Laos on a shoestring-
In the chilled out backpackers haven of Vang Vieng we met two separate solo American travelers. Griff (a 23 year old rugby player at NC State) and Aron (a 22 year old recent college graduate nomad surfer). Still hanging with Dónal, the 3 Canadian girls and other American guy Stephen (a 29 year old yoga instructor from NYC), the 8 of us stayed in the same guesthouse and would wreck havoc in Vang Vieng before having to go our separate ways. The girls headed for Thailand to kick it with elephants, Griff made it to Cambodia, where he had his heart set on the fully automatic machine guns, and unfortunately loosing his wallet was the last straw for my man Dónal. After running on fumes through the first week in Laos he had to throw in towel and head home to Belfast. I had enough reserve to get by up till now, but I proceed with caution as the funds are rapidly running thin. Aron, Stephen and I would head south, making it the first time in 6 months I shared company exclusively with Americans.
On a side note: Before leaving Vang Vieng I had the most random encounter at a very liberal eatery called Happy Pizza (use your imagination on the name). There were two Iranian guys I invited over to sit with us. It turns out one of the guys is a professor in the marketing department at UNLV which is the same university and college I was in. All of his colleagues were my old professors and we had some funny things to talk about (made funnier by the happy pizza). At the end he told me he can get me the degree (that I never got). So if you get the LONG overdue invitation to my college graduation don’t be surprised and we’ll be partying for weeks after… But that’s neither here nor there.

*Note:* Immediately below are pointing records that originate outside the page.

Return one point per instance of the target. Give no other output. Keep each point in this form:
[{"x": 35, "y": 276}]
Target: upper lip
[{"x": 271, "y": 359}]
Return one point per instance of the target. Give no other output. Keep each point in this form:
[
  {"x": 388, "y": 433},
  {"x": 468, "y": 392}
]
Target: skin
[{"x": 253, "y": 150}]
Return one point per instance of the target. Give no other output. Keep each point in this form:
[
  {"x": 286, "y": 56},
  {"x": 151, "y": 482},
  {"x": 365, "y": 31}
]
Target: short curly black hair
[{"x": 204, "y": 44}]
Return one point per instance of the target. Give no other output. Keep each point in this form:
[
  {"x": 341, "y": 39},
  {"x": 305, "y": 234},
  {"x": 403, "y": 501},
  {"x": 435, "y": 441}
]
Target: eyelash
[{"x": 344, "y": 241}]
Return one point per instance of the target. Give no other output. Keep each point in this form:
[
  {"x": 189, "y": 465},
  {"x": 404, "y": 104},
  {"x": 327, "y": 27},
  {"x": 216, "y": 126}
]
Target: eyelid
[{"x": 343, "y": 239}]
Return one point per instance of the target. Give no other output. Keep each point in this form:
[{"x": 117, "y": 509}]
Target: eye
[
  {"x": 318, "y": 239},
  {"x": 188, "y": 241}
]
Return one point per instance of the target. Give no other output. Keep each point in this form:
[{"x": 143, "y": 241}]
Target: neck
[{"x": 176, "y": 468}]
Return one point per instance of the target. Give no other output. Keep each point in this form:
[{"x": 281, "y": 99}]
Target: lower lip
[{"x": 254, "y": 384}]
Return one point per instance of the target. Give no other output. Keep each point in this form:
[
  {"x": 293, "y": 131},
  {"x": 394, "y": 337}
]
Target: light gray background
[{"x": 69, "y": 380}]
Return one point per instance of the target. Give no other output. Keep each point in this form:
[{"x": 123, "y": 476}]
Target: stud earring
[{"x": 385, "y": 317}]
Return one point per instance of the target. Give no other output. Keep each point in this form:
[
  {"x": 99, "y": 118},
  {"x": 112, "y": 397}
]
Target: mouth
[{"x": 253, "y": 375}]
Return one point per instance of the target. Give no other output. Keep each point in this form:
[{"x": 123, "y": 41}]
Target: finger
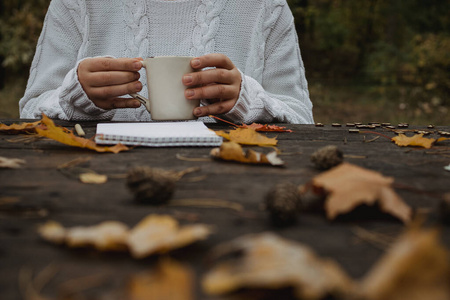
[
  {"x": 212, "y": 60},
  {"x": 217, "y": 108},
  {"x": 214, "y": 91},
  {"x": 209, "y": 76},
  {"x": 117, "y": 103},
  {"x": 113, "y": 91},
  {"x": 101, "y": 64},
  {"x": 124, "y": 103},
  {"x": 99, "y": 79}
]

The three of us traveled to the capital city of Vientiane where I would be held up waiting the FedEx of my beloved ATM card. My best hope was that I would receive my card before the weekend, but it wasn’t to be. When I got the tracking number it said Monday evening, when I double checked that info with the local FedEx office they said Tuesday afternoon or Wednesday morning. Vientiane is a great little city, but not a whole lot to do there, unless cracked out lady boy prostitutes are your thing. The idea of waiting there for 5-6 days wasn’t too appealing. Stephen and Aron had to be going south before then so I counted my cash (for the seventh time) and decided I could make it down with them to the popular cave attraction, 6 hours south, and backtrack to wait for my card. After the damp and stuffy local bus ride we stopped at a little village 45km away from the cave and found a cool little guesthouse to crash in for the night. The guesthouse owner offered to cook for us which ended up being my worst meal in a while, consisting of pumpkin chunk/fish skin soup in a sock water broth, with rice and stale papaya salad. He meant well. We thanked him for the delicious culinary exploration and, behind his back, snuck away to the store to pick up chips and crackers before retiring to our rooms. We each had our own bungalow style room, though I shared mine with a mouse and giant Stand By Me size leech. The next morning we pulled stakes, skipped breakfast and moved camp up the road to the cave.

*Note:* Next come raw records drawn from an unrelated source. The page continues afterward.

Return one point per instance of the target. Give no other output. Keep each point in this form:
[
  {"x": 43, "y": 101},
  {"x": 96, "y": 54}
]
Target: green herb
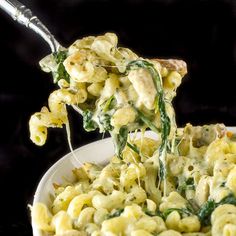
[
  {"x": 115, "y": 214},
  {"x": 61, "y": 72},
  {"x": 109, "y": 104},
  {"x": 223, "y": 184},
  {"x": 133, "y": 147},
  {"x": 88, "y": 123},
  {"x": 230, "y": 199},
  {"x": 105, "y": 121},
  {"x": 205, "y": 212},
  {"x": 192, "y": 206},
  {"x": 182, "y": 212},
  {"x": 209, "y": 206},
  {"x": 120, "y": 140},
  {"x": 187, "y": 185},
  {"x": 160, "y": 105},
  {"x": 147, "y": 121}
]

After numerous caves between Vietnam and northern Laos I had been just about caved out, but the Kong Lo Cave comes highly recommended on the Laos circuit so, with time on my side, I figured 1 more wouldn’t kill me. Setting this cave apart from others is that a river runs through it is entirety. The dark and creepy cave was made creepier by our boatman that had half of a face. His right side had skin missing from his eye socket to jaw, protruding the eye ball and exposing his entire maxilla and gum line. I feel for the poor guy and applaud his courage by not hiding from society, but it was hard to look at, as well as look away from. He welcomed us aboard his little wooden boat and the four of us went headlong into the throat of the cave. The river dissects a mountain and, after 5 miles, comes out to a tiny village at the other side. Along the way there were some low bridge squeezes as well as 300 foot high amphitheater ceilings. There’s some light rapids and several mystical waterfalls pouring into the center of the river from the black void far overhead. Only a tiny portion of the cave was lit up and the rest of the time we made due with headlamps (which I prefer). The 3 hour return trip through the cave lived up to the hype and did not disappoint. It’s possibly the coolest single activity I’ve done so far in SE Asia.
The next day my two American compadres headed further south and I went back up north Vientiane where I await the arrival of my ATM card. I don’t have enough cash for any more side excursions so I will remain put and lay low until it arrives. At last check the package was en route in Singapore and the Monday evening arrival time has been changed to N/A. The 3-5 day estimate is now at day 7. For now all I can do is hope for tomorrow and keep my fingers crossed…. Here in Indochina the gesture for fingers crossed means the same as the western worlds middle finger.